Eager to get out of that mess, I played up what set me apart. I dyed my hair back to a natural colour, I changed my wardrobe to brighter colours, I smiled a lot and pitched my voice a little higher. I did my year, then I got to finish high school and go to college and, still, every time someone finds out about my past, it’s a big surprise. “You were expelled?!” I could perform people’s expectations of the “good kid” because my skin and my upbringing didn’t betray me. And, because of that, I had strangers fighting for me, fighting to get my record expunged so it wouldn’t affect my future. Because of the way I looked, I was deemed to have a future worth saving.
I highly recommend this book. Each chapter is a different issue, phrased as a question, that Oluo responds to in a perfect combination of personal experience and “high level” trends. She shows the big picture, but her examples are grounded and realistic, and bridge that difficult gap between understanding a concept and understanding it.

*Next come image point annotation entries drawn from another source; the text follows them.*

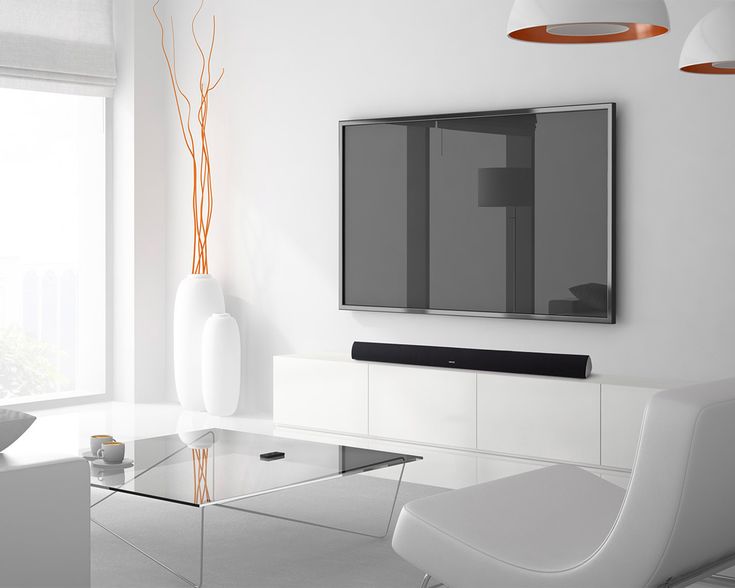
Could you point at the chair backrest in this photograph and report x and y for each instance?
(679, 512)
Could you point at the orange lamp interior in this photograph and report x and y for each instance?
(635, 31)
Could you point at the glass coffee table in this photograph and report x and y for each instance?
(215, 468)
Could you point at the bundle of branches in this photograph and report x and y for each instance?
(198, 150)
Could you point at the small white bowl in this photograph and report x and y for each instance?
(13, 424)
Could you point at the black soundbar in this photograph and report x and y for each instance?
(513, 362)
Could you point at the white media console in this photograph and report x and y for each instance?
(592, 422)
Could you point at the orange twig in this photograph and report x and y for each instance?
(202, 201)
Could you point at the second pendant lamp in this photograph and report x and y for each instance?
(587, 21)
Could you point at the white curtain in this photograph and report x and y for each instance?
(57, 46)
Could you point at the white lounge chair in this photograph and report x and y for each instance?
(564, 527)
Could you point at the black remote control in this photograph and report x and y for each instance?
(272, 455)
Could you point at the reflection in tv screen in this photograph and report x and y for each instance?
(494, 213)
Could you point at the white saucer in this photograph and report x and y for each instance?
(100, 463)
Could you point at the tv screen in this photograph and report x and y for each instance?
(501, 214)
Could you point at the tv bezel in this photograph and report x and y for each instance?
(609, 318)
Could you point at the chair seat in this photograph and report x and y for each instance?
(547, 520)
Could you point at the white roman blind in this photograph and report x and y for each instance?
(57, 46)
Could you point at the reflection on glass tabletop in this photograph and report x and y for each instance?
(215, 466)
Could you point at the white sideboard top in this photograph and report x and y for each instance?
(602, 379)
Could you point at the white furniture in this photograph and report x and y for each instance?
(13, 424)
(564, 527)
(44, 522)
(592, 422)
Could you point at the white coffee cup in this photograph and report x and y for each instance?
(112, 451)
(96, 441)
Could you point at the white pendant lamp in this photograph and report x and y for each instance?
(710, 47)
(587, 21)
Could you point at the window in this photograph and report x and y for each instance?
(52, 246)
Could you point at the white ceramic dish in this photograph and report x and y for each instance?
(13, 424)
(100, 463)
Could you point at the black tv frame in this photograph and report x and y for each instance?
(610, 107)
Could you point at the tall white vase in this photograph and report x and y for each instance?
(197, 298)
(221, 364)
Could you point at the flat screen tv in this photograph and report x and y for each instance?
(499, 214)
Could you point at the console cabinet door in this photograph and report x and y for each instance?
(320, 394)
(425, 405)
(549, 418)
(622, 416)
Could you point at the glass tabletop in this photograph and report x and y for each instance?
(216, 466)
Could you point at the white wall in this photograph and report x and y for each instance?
(294, 68)
(137, 282)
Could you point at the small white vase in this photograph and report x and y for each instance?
(197, 298)
(221, 364)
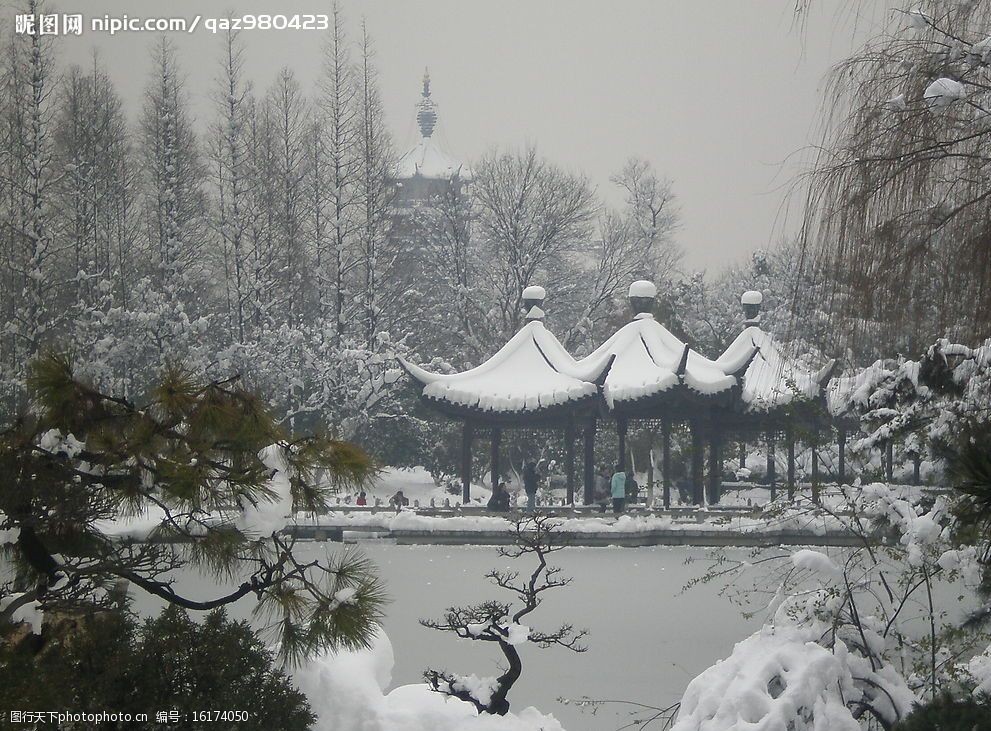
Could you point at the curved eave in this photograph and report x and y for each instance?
(541, 416)
(421, 376)
(679, 401)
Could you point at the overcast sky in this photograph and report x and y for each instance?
(719, 95)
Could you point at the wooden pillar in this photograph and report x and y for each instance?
(815, 475)
(715, 470)
(666, 462)
(569, 461)
(467, 434)
(790, 437)
(698, 462)
(589, 486)
(841, 477)
(771, 468)
(494, 456)
(650, 473)
(621, 427)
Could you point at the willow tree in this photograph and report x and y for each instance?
(97, 490)
(898, 216)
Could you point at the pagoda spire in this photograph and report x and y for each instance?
(426, 110)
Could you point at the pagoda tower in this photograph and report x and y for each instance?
(427, 170)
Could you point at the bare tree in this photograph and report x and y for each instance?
(335, 178)
(174, 175)
(33, 276)
(230, 156)
(651, 210)
(898, 213)
(376, 192)
(532, 215)
(290, 116)
(497, 622)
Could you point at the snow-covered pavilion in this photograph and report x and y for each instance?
(642, 372)
(777, 394)
(531, 381)
(656, 376)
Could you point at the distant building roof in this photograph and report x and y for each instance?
(426, 159)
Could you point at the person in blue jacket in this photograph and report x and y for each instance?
(618, 483)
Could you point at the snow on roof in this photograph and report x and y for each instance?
(530, 372)
(650, 360)
(427, 160)
(534, 292)
(771, 379)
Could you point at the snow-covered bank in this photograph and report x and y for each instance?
(347, 692)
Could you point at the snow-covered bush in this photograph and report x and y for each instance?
(850, 634)
(347, 691)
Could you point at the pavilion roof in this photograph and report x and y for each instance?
(648, 360)
(531, 373)
(772, 379)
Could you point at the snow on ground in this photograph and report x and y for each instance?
(417, 485)
(799, 520)
(347, 692)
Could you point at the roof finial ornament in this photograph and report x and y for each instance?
(533, 299)
(426, 112)
(642, 295)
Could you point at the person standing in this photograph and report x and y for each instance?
(530, 482)
(499, 502)
(618, 483)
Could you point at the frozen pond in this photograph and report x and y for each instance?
(646, 641)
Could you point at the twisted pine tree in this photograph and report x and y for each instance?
(196, 456)
(534, 537)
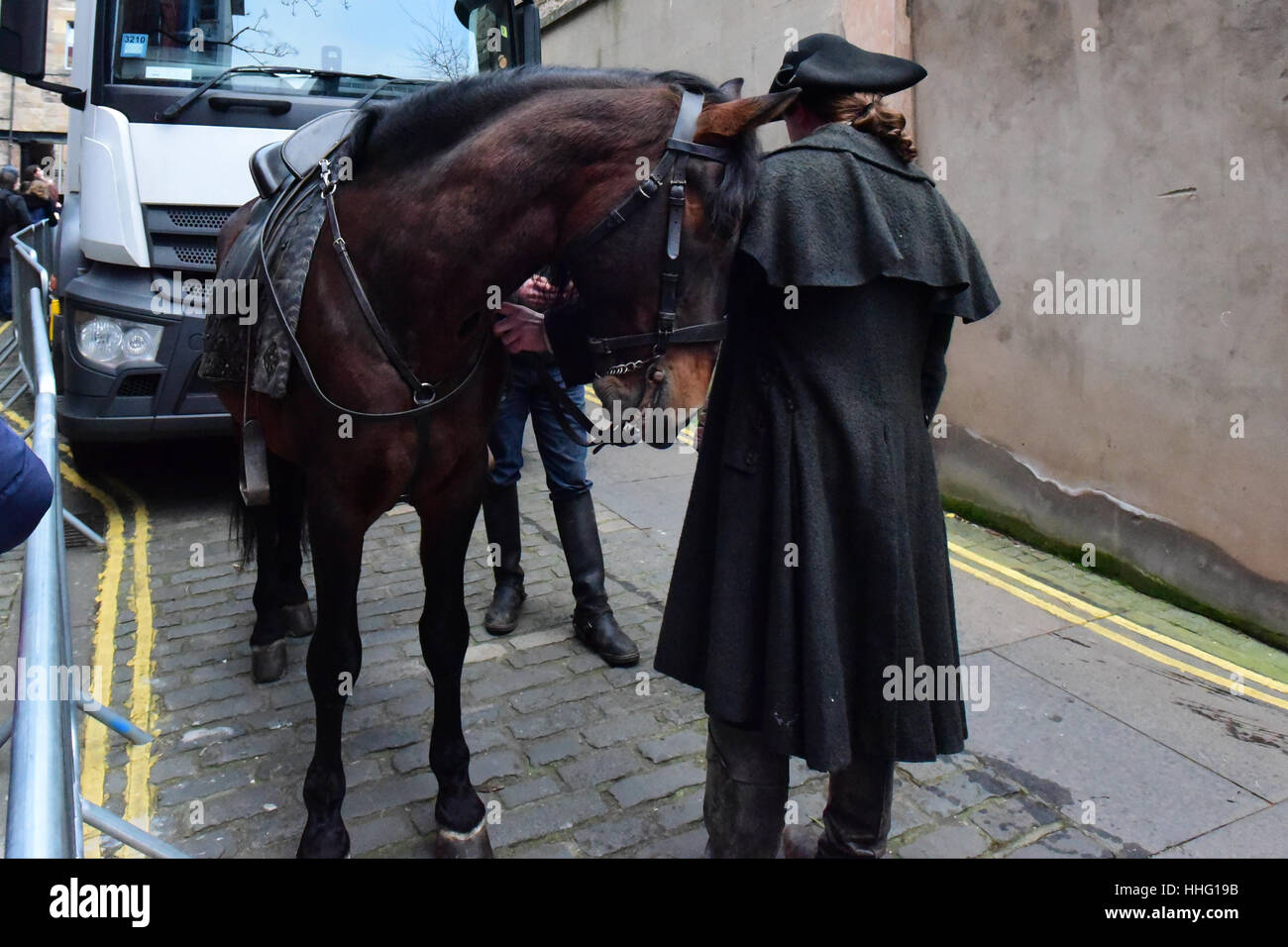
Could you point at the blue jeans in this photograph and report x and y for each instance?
(5, 289)
(563, 458)
(26, 489)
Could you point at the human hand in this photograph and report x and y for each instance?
(520, 329)
(537, 291)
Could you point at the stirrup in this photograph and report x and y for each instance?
(253, 482)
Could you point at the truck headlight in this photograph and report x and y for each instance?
(111, 342)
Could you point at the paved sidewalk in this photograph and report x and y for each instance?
(1087, 748)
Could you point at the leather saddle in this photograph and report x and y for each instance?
(284, 162)
(277, 169)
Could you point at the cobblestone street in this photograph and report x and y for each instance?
(1103, 703)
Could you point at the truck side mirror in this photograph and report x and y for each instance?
(528, 26)
(22, 38)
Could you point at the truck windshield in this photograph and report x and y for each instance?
(191, 42)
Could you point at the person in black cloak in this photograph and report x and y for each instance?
(812, 558)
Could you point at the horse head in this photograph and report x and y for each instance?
(652, 346)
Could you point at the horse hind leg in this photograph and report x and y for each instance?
(281, 599)
(445, 631)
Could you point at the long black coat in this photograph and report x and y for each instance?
(814, 554)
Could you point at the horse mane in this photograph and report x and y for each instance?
(434, 120)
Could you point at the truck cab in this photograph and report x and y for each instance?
(166, 110)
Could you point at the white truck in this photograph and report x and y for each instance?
(167, 102)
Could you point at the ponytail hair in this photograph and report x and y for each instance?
(866, 112)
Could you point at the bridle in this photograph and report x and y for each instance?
(674, 162)
(430, 395)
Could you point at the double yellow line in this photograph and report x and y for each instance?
(138, 793)
(1091, 617)
(684, 437)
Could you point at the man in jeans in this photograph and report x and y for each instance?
(565, 460)
(13, 218)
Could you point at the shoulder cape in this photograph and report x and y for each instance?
(838, 209)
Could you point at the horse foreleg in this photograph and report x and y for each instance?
(334, 663)
(281, 600)
(445, 631)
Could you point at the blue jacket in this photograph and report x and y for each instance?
(26, 489)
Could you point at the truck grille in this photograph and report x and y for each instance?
(183, 237)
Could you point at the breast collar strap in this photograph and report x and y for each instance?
(671, 171)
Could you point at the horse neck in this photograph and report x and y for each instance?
(506, 200)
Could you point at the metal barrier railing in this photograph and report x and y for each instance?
(46, 810)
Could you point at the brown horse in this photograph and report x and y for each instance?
(458, 195)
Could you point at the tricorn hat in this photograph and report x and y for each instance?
(829, 63)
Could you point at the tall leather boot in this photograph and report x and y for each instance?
(501, 518)
(592, 618)
(857, 818)
(746, 793)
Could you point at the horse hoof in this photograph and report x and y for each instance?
(268, 661)
(333, 843)
(297, 620)
(472, 844)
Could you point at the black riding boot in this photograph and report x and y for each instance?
(592, 618)
(501, 518)
(746, 795)
(857, 818)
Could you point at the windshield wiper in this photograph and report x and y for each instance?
(175, 110)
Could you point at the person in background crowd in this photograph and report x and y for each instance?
(565, 460)
(40, 205)
(34, 172)
(13, 218)
(814, 556)
(26, 489)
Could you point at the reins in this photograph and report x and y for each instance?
(425, 394)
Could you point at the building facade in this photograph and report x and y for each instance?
(35, 121)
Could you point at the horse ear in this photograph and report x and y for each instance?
(733, 88)
(730, 119)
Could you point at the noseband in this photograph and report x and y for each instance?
(674, 162)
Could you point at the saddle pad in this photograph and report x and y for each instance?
(288, 254)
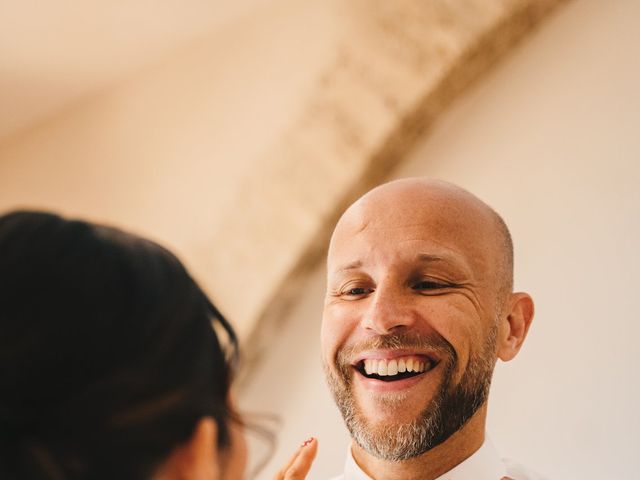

I love that Oluo takes intersectionality seriously. She devotes an entire chapter to the “model minority” myth that affects Asian Americans, and brings up multiple examples throughout the book of ableism, sexism, homophobia, etc. She examines, with depth and frankness, her own baggage and her own hard-won lessons. This is a book for everyone. On any given issue, there will be either a lesson or a validation no matter what your identity.